Para 19. The petitioners are directed to see to it that the family pensions are accorded to the respondents from the date when they are entitled as per Rule 75 of the Rules and the payment be made on that basis as expeditiously as possible preferably within a period of 90 days from the date of receipt of copy of this order."
14 In the present case there is no challenge to the "Talaqnama" which had taken place between the applicant and her ex-husband. Admittedly the customary divorce by way of "Talaqnama under Muslim Sariyat" was well recognised mode of dissolution of marriage of Muslim couple at the relevant time and no need arose for the applicant to obtain a Divorce Decree from competent court.
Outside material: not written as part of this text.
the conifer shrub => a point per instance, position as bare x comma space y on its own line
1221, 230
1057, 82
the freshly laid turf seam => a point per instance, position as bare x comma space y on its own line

At the same time fact remains that the Divorce of the applicant had taken place during the lifetime of her father. At the cost of repetition undisputedly the father of the applicant during his lifetime declared before the respondents to include/nominate the name of applicant as Divorced daughter for grant of family pension to her and in response to it the respondents had conveyed that as and when occasion arises, same will be considered.
15 In view of aforesaid discussions I am of the considered opinion that the claim of the applicant for grant of family pension being divorced daughter deserves to be allowed. Accordingly, we allow this OA with a direction to the respondents to see to it that the family pension be paid to the applicant from the date when she became eligible and the payment including arrears be made on that basis without interest as expeditiously as possible, preferably within three months from the date of receipt of copy of this order. There shall be no order as to costs.